The reason the “trauma” theory is adopted by many researchers revolves around ancillary evidence. Fingernails on your dominant hand will grow faster than the ones on your non-dominant hand, presumably because your dominant hand will have more micro trauma compared to your non-dominant hand.
Additional ancillary evidence towards the overarching “blood supply” theory is that nails will grow faster in the summertime. Since your fingers and toes are warmer, your capillaries and arterioles are bigger, allowing more blood-flow to the digits. When circulation becomes an issue, like as we age or in certain medical conditions like diabetes, the nails will grow slower.
So there you have it Aaron. Not absolute proof as to why your fingernails grow faster than toenails, but the thought process sure makes sense, even if it’s not as exacting as I normally like to be in these articles! Time and researchers putting forth the effort I’m sure will have a more definitive answer for us soon, perhaps getting a little more specific!
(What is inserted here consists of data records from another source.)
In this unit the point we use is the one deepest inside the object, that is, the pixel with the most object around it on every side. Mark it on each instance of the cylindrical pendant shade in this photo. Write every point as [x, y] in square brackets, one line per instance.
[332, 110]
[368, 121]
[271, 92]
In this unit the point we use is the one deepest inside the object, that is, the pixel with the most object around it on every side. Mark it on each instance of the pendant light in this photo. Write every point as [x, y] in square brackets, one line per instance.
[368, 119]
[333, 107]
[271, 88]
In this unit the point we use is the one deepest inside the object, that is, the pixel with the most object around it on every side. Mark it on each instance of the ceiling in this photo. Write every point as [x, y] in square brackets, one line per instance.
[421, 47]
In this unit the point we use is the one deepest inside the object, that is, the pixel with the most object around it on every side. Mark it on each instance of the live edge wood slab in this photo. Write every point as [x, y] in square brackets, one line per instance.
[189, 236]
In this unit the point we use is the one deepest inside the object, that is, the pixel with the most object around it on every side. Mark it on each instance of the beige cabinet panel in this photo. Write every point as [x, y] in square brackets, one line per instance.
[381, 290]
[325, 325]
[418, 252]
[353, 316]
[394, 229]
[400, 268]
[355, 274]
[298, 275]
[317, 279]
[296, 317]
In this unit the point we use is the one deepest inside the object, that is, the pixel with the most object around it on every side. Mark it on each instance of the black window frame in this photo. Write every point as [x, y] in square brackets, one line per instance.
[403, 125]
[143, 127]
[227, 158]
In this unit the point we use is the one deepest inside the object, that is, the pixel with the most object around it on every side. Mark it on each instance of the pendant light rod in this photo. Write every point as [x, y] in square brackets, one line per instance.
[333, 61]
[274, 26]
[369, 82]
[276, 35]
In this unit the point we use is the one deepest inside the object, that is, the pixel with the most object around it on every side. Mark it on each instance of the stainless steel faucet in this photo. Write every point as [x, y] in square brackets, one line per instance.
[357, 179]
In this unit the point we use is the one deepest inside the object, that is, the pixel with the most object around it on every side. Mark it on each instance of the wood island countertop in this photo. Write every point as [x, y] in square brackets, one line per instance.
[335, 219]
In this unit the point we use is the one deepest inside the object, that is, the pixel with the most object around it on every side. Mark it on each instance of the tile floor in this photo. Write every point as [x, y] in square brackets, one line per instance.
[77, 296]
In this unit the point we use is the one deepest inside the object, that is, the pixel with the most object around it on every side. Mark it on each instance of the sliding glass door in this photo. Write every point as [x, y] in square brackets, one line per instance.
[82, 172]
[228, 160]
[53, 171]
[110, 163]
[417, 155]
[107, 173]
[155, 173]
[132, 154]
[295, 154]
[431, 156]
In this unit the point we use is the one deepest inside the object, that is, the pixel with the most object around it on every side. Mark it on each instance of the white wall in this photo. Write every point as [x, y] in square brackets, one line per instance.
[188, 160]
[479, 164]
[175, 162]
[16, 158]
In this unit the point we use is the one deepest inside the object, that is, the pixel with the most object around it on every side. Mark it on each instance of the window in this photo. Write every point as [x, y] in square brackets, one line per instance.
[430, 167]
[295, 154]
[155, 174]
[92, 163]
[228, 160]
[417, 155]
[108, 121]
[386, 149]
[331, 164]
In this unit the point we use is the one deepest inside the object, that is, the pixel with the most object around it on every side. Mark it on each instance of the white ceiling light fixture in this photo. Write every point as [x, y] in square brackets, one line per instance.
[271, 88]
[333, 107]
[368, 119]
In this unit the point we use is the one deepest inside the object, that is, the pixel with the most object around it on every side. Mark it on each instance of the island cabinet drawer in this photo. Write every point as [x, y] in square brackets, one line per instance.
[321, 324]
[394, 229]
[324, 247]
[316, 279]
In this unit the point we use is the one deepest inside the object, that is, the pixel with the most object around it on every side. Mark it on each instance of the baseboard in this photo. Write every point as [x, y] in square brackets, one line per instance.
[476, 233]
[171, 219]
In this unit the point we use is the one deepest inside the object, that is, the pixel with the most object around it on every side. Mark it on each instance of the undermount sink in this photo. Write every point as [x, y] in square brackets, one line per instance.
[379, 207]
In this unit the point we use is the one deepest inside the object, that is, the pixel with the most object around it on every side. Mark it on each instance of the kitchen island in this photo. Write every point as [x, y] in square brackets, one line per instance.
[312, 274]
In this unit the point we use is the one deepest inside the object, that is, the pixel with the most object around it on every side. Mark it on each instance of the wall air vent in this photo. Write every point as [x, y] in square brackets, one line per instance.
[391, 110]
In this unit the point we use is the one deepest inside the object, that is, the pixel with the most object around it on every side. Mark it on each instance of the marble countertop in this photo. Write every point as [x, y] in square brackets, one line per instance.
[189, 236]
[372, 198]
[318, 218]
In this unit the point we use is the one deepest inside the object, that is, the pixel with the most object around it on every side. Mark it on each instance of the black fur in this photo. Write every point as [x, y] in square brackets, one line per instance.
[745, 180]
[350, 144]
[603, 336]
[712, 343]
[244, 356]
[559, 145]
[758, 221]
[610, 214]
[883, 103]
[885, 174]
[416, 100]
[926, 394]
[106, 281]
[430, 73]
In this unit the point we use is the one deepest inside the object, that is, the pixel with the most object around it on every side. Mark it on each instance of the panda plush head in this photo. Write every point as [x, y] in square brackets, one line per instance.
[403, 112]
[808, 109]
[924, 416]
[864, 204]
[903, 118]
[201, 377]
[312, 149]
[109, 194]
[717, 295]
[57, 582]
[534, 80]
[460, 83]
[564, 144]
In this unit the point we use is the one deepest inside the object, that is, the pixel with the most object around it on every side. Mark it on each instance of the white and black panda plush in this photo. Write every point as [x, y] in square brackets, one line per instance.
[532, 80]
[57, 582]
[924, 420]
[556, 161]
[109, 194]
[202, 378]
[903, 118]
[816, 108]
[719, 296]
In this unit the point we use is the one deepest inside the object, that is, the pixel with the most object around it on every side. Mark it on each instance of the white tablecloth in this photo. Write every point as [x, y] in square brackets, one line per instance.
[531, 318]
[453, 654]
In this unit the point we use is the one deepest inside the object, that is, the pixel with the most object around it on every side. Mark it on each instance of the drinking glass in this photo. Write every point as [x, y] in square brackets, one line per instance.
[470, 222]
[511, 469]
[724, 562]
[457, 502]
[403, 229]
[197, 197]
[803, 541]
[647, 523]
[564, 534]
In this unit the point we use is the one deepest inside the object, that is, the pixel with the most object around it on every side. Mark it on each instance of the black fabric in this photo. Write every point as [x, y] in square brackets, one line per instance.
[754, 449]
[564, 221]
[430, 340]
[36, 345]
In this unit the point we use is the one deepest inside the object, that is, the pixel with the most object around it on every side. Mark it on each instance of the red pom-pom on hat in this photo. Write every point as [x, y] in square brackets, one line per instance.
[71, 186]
But for now this will have to do for an answer.
If you liked this article and the Bonus Facts below, you might also like:
- 10 Fascinating Facts About the Human Body
- Why Papercuts Hurt So Much
- There is No Difference Between Fur and Hair
- Why Fingers Wrinkle in Water
- The distal matrix (the lunula) appears white, beneath our fingernails because there are no melanocytes present in this portion of the nail. Melanocytes are the cells that give our skin, hair, and eyes their color.
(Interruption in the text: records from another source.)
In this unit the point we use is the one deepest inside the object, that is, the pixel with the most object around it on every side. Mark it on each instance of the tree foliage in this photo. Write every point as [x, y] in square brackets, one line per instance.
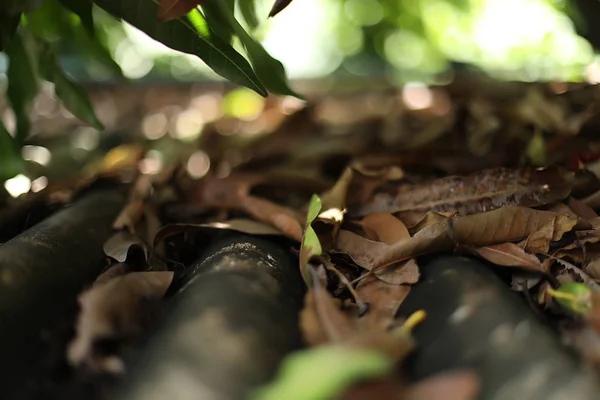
[31, 30]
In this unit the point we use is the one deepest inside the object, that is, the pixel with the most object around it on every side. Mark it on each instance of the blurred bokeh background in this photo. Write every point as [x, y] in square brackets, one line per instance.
[142, 90]
[400, 40]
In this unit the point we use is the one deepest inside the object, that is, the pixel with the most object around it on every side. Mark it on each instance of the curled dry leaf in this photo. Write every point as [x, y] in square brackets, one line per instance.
[114, 309]
[321, 319]
[385, 227]
[288, 221]
[364, 251]
[510, 255]
[493, 227]
[582, 210]
[400, 273]
[384, 300]
[233, 193]
[479, 192]
[121, 243]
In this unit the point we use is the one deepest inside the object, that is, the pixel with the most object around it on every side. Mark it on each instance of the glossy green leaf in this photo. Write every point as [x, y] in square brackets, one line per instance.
[190, 36]
[219, 22]
[11, 162]
[54, 20]
[311, 240]
[248, 10]
[83, 8]
[71, 94]
[576, 297]
[324, 373]
[22, 80]
[314, 207]
[16, 7]
[269, 70]
[8, 27]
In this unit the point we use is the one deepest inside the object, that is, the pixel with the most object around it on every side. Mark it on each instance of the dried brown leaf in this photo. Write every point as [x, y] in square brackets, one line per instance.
[593, 316]
[387, 228]
[119, 245]
[362, 251]
[406, 272]
[582, 210]
[286, 220]
[321, 319]
[384, 300]
[592, 200]
[114, 309]
[493, 227]
[510, 255]
[483, 191]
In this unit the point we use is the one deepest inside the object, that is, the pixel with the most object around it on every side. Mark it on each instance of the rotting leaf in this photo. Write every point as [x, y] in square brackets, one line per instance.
[282, 218]
[383, 299]
[362, 251]
[385, 227]
[365, 252]
[119, 246]
[510, 255]
[479, 192]
[321, 319]
[114, 309]
[405, 272]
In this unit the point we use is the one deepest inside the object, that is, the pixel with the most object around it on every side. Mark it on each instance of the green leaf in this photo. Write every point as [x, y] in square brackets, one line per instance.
[314, 207]
[311, 240]
[324, 373]
[8, 27]
[53, 20]
[576, 297]
[219, 23]
[83, 8]
[269, 70]
[16, 7]
[72, 95]
[11, 162]
[248, 9]
[22, 80]
[190, 36]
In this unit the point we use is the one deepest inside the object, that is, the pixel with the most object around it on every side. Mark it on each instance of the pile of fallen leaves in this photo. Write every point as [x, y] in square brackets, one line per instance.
[460, 175]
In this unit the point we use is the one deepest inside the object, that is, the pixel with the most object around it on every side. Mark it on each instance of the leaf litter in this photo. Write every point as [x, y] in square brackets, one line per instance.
[361, 216]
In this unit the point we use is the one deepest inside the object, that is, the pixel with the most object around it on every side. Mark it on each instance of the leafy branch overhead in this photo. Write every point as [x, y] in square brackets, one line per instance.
[207, 32]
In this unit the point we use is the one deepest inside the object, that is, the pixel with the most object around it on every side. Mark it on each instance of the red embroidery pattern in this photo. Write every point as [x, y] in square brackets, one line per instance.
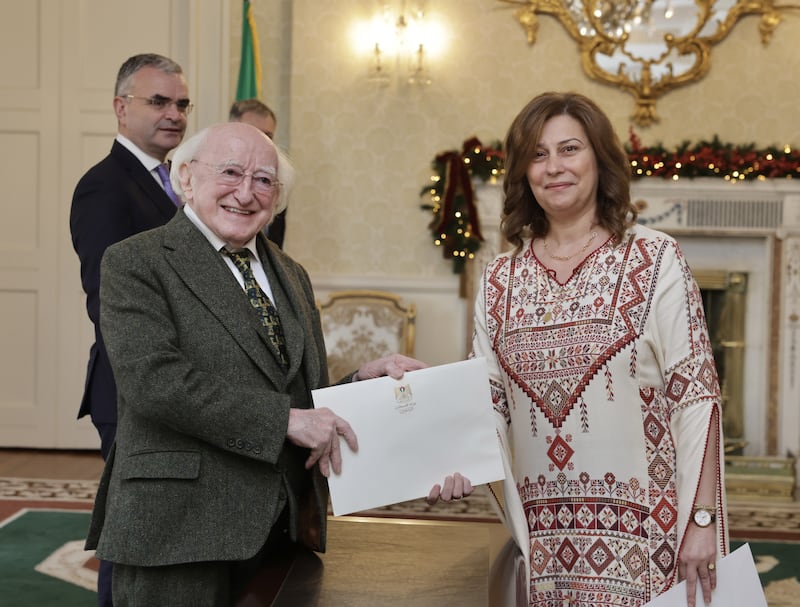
[595, 541]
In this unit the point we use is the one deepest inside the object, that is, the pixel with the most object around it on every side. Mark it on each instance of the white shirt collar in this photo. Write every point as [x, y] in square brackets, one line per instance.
[215, 240]
[148, 161]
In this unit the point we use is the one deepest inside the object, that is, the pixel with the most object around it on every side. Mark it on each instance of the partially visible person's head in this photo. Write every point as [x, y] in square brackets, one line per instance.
[253, 111]
[151, 101]
[224, 174]
[522, 214]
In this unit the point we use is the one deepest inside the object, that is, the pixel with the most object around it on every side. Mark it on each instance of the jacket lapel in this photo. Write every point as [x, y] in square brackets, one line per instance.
[210, 280]
[292, 306]
[150, 190]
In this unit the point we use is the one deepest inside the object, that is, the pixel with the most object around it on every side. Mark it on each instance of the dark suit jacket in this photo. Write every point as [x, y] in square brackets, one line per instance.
[115, 199]
[200, 458]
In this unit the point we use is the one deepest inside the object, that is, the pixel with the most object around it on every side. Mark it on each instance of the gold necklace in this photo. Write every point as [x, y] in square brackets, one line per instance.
[592, 236]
- The average thickness of a fingernail is .5-.7mm. They form and are present after the 10th week of pregnancy.
- In the article, I mentioned the exact mediating factor of growth rates appears to be genetic. There are currently 54 known functional keratin genes. They are separated into 2 types. There are 28 type 1, and 26 type 2 keratins. They are located in clusters on chromosome 12 and 17.
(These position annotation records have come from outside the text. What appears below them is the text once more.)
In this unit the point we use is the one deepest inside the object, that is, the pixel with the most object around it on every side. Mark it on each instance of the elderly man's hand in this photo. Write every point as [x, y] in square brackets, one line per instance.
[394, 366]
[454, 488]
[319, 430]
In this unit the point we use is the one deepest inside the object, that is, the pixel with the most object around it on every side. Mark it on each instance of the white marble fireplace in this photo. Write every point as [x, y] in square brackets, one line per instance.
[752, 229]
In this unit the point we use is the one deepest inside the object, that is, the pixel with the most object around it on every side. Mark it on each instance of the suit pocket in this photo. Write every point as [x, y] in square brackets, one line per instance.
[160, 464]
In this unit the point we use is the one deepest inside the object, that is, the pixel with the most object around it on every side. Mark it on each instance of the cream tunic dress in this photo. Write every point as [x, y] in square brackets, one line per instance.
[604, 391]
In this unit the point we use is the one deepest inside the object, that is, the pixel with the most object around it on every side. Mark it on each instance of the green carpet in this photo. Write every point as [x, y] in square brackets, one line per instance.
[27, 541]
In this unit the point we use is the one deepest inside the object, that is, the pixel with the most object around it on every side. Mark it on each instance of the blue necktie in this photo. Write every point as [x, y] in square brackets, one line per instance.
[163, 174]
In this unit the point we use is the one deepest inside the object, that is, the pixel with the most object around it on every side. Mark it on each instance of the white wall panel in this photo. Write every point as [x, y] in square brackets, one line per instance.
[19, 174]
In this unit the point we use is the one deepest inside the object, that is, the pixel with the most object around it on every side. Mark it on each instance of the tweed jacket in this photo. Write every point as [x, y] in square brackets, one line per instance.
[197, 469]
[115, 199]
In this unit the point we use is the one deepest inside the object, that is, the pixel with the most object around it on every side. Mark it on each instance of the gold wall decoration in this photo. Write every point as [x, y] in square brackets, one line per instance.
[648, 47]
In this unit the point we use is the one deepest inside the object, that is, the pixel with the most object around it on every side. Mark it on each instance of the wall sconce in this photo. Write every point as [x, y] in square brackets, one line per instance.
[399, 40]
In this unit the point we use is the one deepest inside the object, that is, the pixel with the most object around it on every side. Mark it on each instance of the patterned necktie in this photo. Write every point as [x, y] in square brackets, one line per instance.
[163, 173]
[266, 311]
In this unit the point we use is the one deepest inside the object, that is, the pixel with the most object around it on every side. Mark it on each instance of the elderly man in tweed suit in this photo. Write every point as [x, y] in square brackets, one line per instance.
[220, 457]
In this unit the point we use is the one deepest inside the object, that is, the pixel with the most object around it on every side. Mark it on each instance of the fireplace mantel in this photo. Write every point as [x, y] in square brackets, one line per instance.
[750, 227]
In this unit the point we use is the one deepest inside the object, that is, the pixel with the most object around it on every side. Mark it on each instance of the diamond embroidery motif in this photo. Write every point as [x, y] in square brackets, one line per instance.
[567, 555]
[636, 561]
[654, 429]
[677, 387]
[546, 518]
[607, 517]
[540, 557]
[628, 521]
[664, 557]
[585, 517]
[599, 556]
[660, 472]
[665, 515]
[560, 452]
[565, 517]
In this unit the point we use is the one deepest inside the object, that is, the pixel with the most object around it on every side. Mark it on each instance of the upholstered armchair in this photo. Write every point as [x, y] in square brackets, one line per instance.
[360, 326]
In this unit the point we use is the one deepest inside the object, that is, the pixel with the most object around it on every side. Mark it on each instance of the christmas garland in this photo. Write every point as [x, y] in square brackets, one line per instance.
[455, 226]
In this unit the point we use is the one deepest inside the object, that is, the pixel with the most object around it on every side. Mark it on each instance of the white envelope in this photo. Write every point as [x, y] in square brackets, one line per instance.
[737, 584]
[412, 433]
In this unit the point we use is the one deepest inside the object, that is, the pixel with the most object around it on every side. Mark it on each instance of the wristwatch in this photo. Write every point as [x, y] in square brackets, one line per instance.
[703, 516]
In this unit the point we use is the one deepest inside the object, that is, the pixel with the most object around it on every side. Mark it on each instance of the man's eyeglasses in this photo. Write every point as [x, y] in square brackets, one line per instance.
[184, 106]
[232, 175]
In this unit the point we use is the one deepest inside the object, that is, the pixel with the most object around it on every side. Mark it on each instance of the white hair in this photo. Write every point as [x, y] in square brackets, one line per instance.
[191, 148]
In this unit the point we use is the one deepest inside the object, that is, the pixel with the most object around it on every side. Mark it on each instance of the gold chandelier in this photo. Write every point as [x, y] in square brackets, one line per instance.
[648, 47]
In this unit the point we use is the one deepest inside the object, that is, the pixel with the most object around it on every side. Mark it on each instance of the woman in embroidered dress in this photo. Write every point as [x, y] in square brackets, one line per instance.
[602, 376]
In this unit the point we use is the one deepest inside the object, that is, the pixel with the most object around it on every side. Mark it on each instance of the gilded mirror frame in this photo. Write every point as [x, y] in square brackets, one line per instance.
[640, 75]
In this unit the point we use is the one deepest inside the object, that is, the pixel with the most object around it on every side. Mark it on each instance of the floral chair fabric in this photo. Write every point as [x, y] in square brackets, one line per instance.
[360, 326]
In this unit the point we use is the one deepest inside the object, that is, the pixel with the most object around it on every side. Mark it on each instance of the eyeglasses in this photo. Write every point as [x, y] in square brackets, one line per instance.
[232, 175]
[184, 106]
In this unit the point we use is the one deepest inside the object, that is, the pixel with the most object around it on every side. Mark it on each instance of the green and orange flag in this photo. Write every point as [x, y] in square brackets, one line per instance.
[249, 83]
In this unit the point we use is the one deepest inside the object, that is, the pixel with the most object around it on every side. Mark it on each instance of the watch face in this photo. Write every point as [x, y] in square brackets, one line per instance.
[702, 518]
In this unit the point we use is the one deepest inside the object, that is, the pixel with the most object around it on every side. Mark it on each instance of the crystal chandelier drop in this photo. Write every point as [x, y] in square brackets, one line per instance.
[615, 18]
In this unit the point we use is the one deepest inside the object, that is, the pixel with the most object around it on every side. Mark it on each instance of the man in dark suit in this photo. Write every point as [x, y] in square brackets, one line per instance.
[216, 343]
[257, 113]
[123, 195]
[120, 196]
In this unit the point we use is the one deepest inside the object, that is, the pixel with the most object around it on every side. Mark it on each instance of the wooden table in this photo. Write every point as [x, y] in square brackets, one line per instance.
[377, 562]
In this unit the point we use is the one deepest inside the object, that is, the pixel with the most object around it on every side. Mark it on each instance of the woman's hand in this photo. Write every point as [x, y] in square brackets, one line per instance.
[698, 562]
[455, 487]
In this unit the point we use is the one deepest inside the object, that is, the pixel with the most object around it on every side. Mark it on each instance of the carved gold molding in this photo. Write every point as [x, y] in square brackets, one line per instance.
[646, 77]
- The longest fingernails ever recorded, belonged to Melvin Boothe of the United States. They had a combined length of 32 feet 3.8 inches. Sadly he died in December of 2009. The longest fingernails ever recorded on a women, belonged to Lee Redmond of Las Vegas. They measured 28 feet 4.5 inches. While Lee is still alive, she lost her fingernails in a car accident in 2009. It would appear 2009 was a bad year for those with extremely long fingernails!